Ezekiel J. Emanuel, Vice Provost of Global Initiatives of the University of Pennsylvania, received the Dan David prize in 2018 for his contribution to the field of bioethics. Past laureates also include cellist Yo-Yo Ma, former U.S. Vice-President Al Gore, and BRCA scientist Mary-Claire King, MD.
“Professor June and his co-laureates perfectly embody the spirit of the Dan David Prize and my father’s vision in creating it,” said Ariel David, director of the Dan David Foundation and son of the prize founder. “Their seminal research in developing T cells to treat various forms of cancer is already saving lives across the world but, thanks to recent developments in gene editing techniques, it also offers the promise of further breakthroughs in the fight against this and other diseases. The idea of recognizing past achievements while supporting further discovery is at the core of the Prize’s values, and I am very proud to see these values reflected in the work and life stories of this year’s laureates.”

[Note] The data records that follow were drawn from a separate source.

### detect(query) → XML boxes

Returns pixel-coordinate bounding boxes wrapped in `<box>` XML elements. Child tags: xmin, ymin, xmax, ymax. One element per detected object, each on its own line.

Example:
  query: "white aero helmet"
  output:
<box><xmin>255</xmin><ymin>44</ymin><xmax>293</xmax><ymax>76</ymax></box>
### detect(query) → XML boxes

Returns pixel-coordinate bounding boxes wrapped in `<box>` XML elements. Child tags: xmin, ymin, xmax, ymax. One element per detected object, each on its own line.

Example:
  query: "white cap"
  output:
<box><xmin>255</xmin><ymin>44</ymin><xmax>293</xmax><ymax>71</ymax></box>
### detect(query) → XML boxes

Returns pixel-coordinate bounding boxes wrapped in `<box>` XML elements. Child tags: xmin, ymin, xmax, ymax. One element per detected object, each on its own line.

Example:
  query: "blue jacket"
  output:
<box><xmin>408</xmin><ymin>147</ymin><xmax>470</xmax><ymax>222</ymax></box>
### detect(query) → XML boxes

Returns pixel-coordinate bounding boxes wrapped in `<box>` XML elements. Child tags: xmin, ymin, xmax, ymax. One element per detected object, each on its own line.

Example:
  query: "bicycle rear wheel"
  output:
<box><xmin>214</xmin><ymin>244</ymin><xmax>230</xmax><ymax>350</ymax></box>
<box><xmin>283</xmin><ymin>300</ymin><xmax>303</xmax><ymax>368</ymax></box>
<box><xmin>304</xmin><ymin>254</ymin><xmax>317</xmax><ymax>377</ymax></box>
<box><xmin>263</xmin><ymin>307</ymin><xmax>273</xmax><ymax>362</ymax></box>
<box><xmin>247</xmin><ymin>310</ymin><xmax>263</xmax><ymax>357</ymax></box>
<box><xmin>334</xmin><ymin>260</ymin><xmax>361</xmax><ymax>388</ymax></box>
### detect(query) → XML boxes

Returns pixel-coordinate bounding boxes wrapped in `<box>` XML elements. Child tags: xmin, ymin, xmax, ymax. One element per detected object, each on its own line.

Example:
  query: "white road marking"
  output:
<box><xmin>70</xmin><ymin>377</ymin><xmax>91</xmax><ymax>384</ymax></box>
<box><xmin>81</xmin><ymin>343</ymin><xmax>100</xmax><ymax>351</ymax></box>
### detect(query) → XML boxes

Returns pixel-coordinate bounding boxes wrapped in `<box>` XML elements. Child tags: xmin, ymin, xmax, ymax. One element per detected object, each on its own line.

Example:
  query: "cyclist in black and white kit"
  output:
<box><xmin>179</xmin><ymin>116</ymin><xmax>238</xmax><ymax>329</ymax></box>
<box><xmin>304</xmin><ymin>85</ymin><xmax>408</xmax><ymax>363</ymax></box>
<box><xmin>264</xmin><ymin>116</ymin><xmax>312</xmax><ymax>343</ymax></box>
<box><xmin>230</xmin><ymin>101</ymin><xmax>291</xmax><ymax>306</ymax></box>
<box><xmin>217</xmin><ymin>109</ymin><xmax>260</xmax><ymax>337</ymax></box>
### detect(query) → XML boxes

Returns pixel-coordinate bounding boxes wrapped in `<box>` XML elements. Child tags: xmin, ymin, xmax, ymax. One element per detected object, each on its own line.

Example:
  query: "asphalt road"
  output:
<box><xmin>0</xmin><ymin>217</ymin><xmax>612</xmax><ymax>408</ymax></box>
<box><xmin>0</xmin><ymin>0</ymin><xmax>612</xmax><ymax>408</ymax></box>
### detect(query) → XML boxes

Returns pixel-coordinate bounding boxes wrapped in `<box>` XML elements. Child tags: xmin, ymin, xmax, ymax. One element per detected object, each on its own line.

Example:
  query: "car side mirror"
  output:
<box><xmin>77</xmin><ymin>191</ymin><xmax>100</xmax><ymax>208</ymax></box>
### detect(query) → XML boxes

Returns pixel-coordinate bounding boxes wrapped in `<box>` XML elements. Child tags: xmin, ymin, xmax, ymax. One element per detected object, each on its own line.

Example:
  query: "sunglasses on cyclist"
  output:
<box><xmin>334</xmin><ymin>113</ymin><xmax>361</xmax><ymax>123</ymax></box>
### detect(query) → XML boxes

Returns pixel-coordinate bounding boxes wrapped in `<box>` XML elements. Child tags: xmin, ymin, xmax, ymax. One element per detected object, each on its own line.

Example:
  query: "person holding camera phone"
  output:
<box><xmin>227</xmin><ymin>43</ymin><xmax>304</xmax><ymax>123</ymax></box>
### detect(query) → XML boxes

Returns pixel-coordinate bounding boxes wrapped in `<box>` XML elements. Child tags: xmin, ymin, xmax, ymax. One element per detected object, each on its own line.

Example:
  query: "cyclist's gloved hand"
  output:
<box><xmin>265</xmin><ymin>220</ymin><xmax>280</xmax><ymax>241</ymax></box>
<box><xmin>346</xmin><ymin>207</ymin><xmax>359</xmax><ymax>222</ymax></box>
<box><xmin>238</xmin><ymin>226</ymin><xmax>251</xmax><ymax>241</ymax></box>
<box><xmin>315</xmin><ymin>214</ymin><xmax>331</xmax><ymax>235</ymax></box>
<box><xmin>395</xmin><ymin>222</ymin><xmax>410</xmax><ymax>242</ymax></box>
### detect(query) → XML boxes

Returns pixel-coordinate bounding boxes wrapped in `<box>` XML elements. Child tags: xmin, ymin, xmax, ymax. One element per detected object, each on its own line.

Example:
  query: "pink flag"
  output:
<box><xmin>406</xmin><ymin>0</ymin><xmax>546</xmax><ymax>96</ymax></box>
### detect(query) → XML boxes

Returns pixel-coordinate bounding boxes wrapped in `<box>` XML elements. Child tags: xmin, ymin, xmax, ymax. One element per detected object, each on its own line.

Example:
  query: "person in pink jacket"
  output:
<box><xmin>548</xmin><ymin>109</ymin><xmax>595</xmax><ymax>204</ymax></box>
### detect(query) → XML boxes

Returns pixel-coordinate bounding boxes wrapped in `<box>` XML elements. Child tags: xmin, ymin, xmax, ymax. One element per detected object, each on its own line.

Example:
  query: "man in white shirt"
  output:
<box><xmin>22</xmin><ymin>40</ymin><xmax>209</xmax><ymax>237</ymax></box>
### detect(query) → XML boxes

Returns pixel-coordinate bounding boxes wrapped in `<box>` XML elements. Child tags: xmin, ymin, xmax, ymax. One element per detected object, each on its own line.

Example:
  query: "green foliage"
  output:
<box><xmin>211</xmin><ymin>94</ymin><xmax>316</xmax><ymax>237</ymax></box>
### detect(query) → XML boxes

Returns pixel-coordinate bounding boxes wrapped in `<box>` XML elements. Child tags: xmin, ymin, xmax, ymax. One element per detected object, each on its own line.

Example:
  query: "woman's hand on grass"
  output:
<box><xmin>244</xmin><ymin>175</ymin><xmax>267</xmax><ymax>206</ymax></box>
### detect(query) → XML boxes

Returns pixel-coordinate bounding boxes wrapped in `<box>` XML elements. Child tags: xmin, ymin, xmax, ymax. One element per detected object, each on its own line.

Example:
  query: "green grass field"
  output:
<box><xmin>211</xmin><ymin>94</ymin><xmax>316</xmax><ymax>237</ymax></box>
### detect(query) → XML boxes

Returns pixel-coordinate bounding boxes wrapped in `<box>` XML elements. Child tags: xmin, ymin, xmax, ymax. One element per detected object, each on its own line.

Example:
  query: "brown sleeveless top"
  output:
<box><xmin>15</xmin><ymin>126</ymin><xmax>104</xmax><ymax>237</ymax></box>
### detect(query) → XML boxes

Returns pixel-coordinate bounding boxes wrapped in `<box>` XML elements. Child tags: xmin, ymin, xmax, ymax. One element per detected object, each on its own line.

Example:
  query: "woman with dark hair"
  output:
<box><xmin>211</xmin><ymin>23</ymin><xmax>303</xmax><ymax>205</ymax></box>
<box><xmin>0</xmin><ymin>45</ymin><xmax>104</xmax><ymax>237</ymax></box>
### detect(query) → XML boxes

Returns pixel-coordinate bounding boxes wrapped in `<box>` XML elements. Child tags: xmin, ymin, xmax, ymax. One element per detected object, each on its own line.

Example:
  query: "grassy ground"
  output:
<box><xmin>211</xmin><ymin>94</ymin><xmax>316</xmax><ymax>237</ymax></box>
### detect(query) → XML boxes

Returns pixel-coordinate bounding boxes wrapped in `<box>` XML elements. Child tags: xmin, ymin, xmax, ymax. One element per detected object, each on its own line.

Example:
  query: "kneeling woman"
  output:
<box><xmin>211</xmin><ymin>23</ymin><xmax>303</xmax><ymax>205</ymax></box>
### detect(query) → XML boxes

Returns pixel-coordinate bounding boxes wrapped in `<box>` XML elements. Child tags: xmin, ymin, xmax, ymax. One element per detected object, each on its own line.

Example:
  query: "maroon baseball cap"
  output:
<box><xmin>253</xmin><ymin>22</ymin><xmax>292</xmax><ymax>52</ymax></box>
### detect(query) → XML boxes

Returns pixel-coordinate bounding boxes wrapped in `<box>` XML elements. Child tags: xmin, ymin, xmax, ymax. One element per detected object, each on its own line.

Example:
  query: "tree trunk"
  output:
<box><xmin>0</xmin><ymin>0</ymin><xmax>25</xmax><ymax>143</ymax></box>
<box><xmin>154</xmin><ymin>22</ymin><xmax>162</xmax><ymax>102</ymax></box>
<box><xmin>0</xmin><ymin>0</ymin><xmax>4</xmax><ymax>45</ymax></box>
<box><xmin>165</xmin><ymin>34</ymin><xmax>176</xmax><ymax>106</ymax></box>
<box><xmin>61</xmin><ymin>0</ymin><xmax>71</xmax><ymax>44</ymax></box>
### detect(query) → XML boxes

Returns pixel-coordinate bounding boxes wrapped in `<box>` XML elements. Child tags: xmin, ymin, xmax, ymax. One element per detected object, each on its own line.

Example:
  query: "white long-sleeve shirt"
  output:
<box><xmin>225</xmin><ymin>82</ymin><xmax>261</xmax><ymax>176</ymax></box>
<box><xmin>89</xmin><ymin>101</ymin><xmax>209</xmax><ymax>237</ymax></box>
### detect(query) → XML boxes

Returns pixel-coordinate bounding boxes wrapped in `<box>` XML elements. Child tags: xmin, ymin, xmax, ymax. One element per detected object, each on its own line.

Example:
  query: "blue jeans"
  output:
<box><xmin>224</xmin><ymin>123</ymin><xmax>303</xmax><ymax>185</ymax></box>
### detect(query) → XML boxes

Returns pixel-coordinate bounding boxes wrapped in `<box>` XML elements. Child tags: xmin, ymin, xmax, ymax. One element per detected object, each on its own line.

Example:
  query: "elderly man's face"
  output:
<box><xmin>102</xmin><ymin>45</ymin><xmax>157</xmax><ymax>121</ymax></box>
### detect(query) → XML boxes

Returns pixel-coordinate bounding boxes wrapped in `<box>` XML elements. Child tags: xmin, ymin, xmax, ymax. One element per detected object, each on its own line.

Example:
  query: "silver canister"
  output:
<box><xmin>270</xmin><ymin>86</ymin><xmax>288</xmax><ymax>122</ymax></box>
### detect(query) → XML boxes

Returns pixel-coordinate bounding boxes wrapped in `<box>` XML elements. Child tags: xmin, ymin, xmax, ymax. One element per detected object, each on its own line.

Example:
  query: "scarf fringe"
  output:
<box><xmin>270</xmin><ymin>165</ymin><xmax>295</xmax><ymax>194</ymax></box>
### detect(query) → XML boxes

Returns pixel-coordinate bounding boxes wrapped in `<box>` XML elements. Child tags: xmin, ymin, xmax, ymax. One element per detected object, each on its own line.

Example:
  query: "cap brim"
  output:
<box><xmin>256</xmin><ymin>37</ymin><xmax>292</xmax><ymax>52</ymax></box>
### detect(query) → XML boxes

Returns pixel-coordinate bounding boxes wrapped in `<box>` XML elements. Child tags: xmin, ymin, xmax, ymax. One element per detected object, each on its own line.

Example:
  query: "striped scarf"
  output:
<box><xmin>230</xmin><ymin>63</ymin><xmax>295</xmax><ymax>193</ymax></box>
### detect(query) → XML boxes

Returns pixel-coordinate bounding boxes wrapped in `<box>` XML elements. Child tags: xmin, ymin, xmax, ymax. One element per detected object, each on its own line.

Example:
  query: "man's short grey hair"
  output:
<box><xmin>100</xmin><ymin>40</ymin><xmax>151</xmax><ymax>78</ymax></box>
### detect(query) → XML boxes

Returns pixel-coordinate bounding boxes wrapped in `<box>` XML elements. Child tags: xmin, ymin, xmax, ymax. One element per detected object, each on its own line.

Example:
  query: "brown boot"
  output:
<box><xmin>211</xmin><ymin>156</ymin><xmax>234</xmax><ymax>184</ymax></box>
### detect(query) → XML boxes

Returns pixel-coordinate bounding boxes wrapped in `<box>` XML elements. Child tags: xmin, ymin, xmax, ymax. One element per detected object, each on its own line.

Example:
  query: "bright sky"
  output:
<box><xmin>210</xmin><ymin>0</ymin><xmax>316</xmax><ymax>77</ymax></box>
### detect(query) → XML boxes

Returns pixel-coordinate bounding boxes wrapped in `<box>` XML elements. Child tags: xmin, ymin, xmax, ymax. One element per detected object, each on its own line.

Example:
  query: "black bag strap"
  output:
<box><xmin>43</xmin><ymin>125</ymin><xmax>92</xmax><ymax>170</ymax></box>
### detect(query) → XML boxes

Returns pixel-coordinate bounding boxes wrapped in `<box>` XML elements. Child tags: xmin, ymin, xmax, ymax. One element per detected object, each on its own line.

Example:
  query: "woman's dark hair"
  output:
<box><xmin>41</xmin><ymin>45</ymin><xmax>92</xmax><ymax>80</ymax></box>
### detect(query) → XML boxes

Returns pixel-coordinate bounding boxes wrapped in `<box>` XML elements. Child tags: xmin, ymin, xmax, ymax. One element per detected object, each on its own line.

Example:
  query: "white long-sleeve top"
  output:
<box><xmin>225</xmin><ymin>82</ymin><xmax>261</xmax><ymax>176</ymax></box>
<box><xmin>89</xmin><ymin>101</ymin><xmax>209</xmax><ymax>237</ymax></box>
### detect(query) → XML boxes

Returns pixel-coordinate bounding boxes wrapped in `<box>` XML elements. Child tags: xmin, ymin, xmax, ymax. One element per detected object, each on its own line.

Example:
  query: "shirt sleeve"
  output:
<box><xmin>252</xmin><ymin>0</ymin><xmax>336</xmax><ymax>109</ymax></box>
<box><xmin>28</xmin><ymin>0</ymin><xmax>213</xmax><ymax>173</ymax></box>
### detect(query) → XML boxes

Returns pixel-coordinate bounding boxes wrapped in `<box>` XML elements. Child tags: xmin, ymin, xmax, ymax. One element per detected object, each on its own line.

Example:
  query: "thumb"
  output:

Penn Medicine is one of the world’s leading academic medical centers, dedicated to the related missions of medical education, biomedical research, and excellence in patient care. Penn Medicine consists of the Raymond and Ruth Perelman School of Medicine at the University of Pennsylvania (founded in 1765 as the nation’s first medical school) and the University of Pennsylvania Health System, which together form a $8.9 billion enterprise.
The Perelman School of Medicine has been ranked among the top medical schools in the United States for more than 20 years, according to U.S. News & World Report's survey of research-oriented medical schools. The School is consistently among the nation's top recipients of funding from the National Institutes of Health, with $496 million awarded in the 2020 fiscal year.